What is the scheme objective of ICICI Dividend Yield Equity Mutual fund?

This mutual fund scheme objective is to invest in a diversified portfolio of equity and equity related instruments which offer attractive dividend yield. Attractive Dividend yield means Dividend Yield greater than Dividend Yield of CNX Nifty Index.

Details of ICICI Dividend Yield Equity Mutual fund

  • It is open ended scheme
  • NFO opens: 25th April, 2014
  • NFO Closes: 9th May, 2014. It re-opens for subscription after 1-2 weeks after this.
  • Price per unit: Rs 10
  • Offers growth and dividend options. Dividend amount is paid on a regular basis and under growth option, the amounts are re-invested
  • Minimum investment of Rs 5,000 and multiples thereof
  • No entry load
  • Like any other mutual fund, NRI’s can invest in this fund with repatriation basis.
  • NFO details about ICICI Dividend Yield equity fund is available here

Where does this scheme invest?

It invests 80% to 100% in equity related instruments and 0% to 20% in debt related instruments. This scheme invests in a diversified portfolio of equity instruments which offers an attractive dividend yield.
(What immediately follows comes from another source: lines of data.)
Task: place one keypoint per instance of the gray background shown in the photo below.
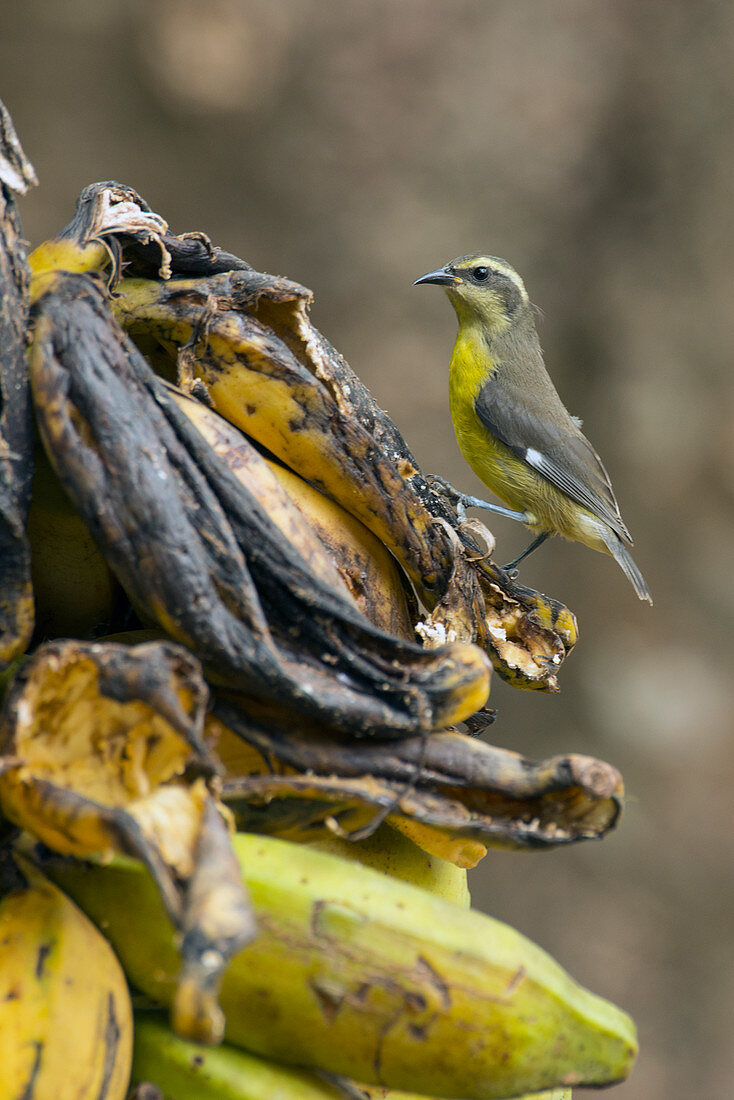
(353, 146)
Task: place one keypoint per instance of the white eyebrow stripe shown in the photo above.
(512, 275)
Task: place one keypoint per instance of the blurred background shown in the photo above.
(353, 146)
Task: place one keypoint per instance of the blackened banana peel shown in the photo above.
(247, 337)
(194, 548)
(17, 175)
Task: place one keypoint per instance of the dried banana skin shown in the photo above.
(245, 337)
(196, 550)
(15, 419)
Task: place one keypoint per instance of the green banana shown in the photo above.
(359, 975)
(194, 548)
(17, 175)
(184, 1070)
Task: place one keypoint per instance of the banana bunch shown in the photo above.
(239, 628)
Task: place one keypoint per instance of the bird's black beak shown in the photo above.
(441, 277)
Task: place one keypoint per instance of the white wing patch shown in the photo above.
(535, 459)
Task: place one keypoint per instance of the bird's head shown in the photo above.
(482, 288)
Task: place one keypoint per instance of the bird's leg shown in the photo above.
(512, 565)
(462, 501)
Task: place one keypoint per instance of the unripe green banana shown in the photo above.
(184, 1070)
(394, 854)
(360, 975)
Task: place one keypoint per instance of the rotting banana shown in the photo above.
(65, 1011)
(329, 539)
(362, 976)
(247, 338)
(75, 592)
(373, 472)
(89, 243)
(193, 547)
(190, 1071)
(455, 795)
(17, 175)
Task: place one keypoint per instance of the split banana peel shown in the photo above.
(65, 1011)
(194, 547)
(102, 752)
(17, 175)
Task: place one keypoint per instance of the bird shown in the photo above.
(511, 425)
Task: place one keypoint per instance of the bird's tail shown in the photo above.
(622, 556)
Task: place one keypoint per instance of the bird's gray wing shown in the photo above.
(557, 450)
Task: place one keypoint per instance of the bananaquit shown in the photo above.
(511, 425)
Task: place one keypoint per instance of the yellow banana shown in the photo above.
(65, 1011)
(17, 175)
(363, 976)
(192, 1071)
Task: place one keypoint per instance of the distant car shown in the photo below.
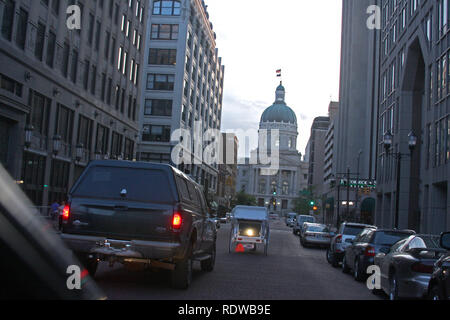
(361, 253)
(290, 218)
(301, 219)
(439, 287)
(274, 216)
(345, 235)
(407, 267)
(315, 235)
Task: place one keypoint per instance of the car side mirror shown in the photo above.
(445, 240)
(385, 250)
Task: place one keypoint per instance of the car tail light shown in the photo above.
(369, 252)
(66, 213)
(177, 221)
(422, 268)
Mr. Nimesh Shah, MD and CEO, ICICI Pru Mutual fund say “Companies with a good track record paying high dividend yield are seen as a better investment option. Investing in such options is a one of the best value investing strategies”.

Currently ICICI Prudential Mutual fund has assets under management of Rs 1.06 Crores and is the second largest mutual fund house in India after HDFC Mutual fund house.

Negative points about ICICI Dividend Yield equity fund NFO

  • As I said, New Fund Offers come into the market and test themselves. Some of them would be successful and some may fail. Concept of dividend yield is good, but its execution is based on the fund manager.
  • There are several dividend yield mutual fund schemes available which have already proven this concept and are successful. Why don’t you consider them?
  • Stock Markets are peak now. Investing 80% to 100% in equity stocks through this mutual fund is high risk at this point of time.
  • The minimum SIP amount is Rs 2,000 per month, which makes it un-attractive from the SIP point of view.

What about taxation if we sell such MF schemes after some time?

  • Dividends received through such scheme are tax free in the hands of the mutual fund unit holder.
  • If you are opting for growth option, since this is equity fund, any capital gains or returns earned from such scheme after 1 year are completely tax free. However, if you sell before 1 year, these are treated as short term capital gain and such capital gains are added to your taxable income and you need to pay income tax based on your income tax slab.

Also Read: Top 5 ELSS Mutual funds to save tax

Conclusion: While I would not say NO to this ICICI Dividend yield equity fund scheme, consider all these risks and invest part of your regular monthly investment into such schemes. I would personally avoid investing lump sum amounts into such schemes now.